If you believe it's something about a particular workspace, then set the workspace to your normal workspace.
If you believe the hang is caused by a particular plugin, disable the plugin and verify.
Launch and then see.
Using this approach, you can break with the debugger to see where hangs are occurring. You can also change the selection of plugins that the instance is launched with.
I was working on a project and doing something or other does not work. Where should I start?
Try refreshing your projects.
Try cleaning your your projects using the menu item Project/Clean to trigger a rebuild.
Try closing/reopening your projects.
Try restarting Eclipse.
4.2 Where are Eclipse's log files located?
Where are Eclipse's log files located?
<workspace>/.metadata/.log
You can view this workspace log as a view if you have PDE installed on your computer (which you would if you have downloaded the Eclipse SDK). You can open that view via Window -> Show View -> Other -> PDE Runtime -> Error Log.
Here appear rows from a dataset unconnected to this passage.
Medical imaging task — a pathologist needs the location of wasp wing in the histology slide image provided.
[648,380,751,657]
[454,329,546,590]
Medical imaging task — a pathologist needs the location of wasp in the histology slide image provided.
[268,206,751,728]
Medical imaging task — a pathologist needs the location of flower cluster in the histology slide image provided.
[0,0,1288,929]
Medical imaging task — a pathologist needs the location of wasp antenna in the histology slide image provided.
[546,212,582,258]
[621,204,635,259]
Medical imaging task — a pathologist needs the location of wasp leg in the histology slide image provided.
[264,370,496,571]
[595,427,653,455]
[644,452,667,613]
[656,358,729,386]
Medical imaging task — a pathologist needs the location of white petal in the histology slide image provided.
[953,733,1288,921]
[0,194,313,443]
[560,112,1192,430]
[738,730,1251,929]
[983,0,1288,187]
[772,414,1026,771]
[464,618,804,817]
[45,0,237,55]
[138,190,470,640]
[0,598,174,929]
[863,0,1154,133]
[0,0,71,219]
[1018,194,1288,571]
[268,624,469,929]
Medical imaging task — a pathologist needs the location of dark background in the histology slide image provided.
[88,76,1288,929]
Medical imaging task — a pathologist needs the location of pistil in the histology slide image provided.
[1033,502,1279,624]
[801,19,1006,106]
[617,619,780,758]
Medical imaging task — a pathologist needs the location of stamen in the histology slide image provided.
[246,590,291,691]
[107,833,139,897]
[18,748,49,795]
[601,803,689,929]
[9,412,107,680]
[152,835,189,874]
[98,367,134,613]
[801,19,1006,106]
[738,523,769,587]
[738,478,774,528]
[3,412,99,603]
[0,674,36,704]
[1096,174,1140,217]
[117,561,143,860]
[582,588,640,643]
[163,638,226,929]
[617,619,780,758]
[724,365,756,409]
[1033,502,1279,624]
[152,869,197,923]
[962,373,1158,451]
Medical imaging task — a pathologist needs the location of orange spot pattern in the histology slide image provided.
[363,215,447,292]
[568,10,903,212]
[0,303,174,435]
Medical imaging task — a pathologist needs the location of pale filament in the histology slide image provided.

<eclipse install>/configuration/<sometimestamp>.log
<eclipse install>/configuration/org.eclipse.update/install.log
Where are Eclipse preferences stored?
Where are Eclipse preferences stored?
Where are Eclipse preferences stored?
Where are update site bookmarks stored?
It is within an XML file called <user_home>/.eclipse/org.eclipse.platform_3.1.2/configuration/org.eclipse.update/bookmarks.xml. Your Eclipse version may vary.